Intervention de Jean-Luc Bourgeaux

Séance en hémicycle du lundi 27 mars 2023 à 16h00
Lutte contre le dumping social sur le transmanche — Discussion générale

Photo issue du site de l'Assemblée nationale ou de WikipediaJean-Luc Bourgeaux :

Nous sommes réunis pour débattre de la proposition de la loi visant à lutter contre le dumping social sur les navires effectuant les liaisons transmanche. En août 2022, les armateurs et le président du syndicat CGT des Marins du Grand Ouest tiraient la sonnette d'alarme sur les agissements de la société P&O Ferries, entreprise britannique qui, en mars 2022, avait brutalement licencié près de 800 travailleurs, sans préavis et au moyen d'un appel vidéo enregistré, pour les remplacer dans la foulée par des marins de pays tiers dont les conditions de travail sont déplorables. Dans la foulée, la compagnie danoise DFDS, qui emploie des marins français sur les lignes de Calais et Dieppe, déclarait qu'en cas de désaccord entre la France et l'Angleterre, elle alignerait ses conditions sociales sur celles de P&O Ferries.

Le 25 octobre dernier, en commission des affaires économiques, lors de l'audition du secrétaire d'État chargé de la mer, M. Berville, j'avais dénoncé ces méthodes et évoqué l'urgence d'un accord bilatéral pour remédier à la faiblesse des lois en matière de dumping social, afin d'éviter que des milliers de marins français et britanniques ne perdent leur emploi. Lors de l'appel de Saint-Malo du 5 novembre 2022, avec la compagnie Brittany Ferries et son président, M. Roué, nous avons confirmé la nécessité de lutter contre ces pratiques déloyales, afin de préserver notre modèle social.

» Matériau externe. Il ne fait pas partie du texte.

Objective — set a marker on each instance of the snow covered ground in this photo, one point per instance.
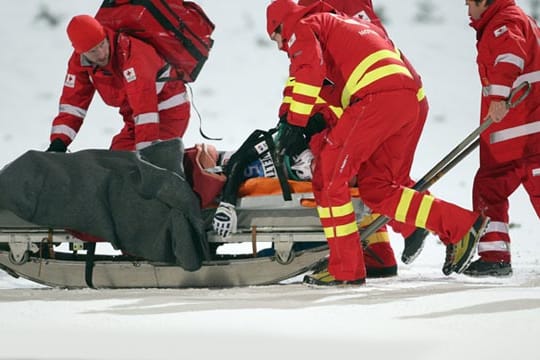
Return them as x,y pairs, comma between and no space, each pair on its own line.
420,314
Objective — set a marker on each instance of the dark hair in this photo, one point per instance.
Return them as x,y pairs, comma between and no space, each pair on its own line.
488,2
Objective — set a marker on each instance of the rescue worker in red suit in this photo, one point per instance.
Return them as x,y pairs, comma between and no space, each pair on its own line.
367,141
126,72
379,243
508,54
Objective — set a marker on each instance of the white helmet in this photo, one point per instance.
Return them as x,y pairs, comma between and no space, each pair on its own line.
301,165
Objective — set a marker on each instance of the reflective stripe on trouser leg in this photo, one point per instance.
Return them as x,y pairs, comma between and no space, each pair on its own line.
341,232
380,236
449,221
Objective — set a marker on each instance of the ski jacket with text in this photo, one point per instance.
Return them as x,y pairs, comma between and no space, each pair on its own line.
359,8
332,110
130,82
354,55
508,54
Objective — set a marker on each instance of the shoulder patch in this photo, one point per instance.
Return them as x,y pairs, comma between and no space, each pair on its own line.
130,75
498,32
292,40
363,15
70,81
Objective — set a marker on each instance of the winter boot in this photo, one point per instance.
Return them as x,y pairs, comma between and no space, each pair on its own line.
378,254
459,255
414,244
482,267
380,260
324,278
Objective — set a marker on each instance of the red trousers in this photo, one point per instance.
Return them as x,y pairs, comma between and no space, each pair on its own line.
493,185
373,140
172,124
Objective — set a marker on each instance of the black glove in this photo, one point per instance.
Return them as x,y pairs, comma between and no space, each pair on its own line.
57,145
291,140
316,124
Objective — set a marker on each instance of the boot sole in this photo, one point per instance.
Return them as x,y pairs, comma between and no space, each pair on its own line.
464,263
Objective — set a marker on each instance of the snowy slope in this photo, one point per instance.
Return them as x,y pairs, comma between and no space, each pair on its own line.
419,315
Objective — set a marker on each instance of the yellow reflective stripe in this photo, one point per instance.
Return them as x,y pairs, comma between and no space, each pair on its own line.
306,89
380,73
360,70
335,211
368,219
341,230
403,205
320,100
378,237
329,232
423,211
421,94
301,108
336,110
347,229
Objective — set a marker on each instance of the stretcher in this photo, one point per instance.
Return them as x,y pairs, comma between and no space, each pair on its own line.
284,239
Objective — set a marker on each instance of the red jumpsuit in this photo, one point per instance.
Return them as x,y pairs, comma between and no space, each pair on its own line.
378,95
364,10
152,110
508,54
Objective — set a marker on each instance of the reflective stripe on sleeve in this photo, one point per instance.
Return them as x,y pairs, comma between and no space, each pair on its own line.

Agir, stopper, dénoncer ces pratiques concurrentielles et faire valoir le droit au travail des marins nationaux et européens dans des conditions dignes de nos pays respectifs en matière de temps de travail, tel est notre credo ! Combattre fermement les pratiques déloyales de dumping social et prévenir leur apparition dans les eaux françaises et communautaires, telle est l'ambition des propositions de loi déposées par mes collègues parlementaires de tous rangs.

Il est temps que la Commission européenne s'empare de cette question vitale pour le secteur du transport maritime. Il est temps aussi d'établir une charte de bonne conduite avec tous les acteurs du transport maritime, l'État et les régions pour lutter contre ces pratiques déloyales.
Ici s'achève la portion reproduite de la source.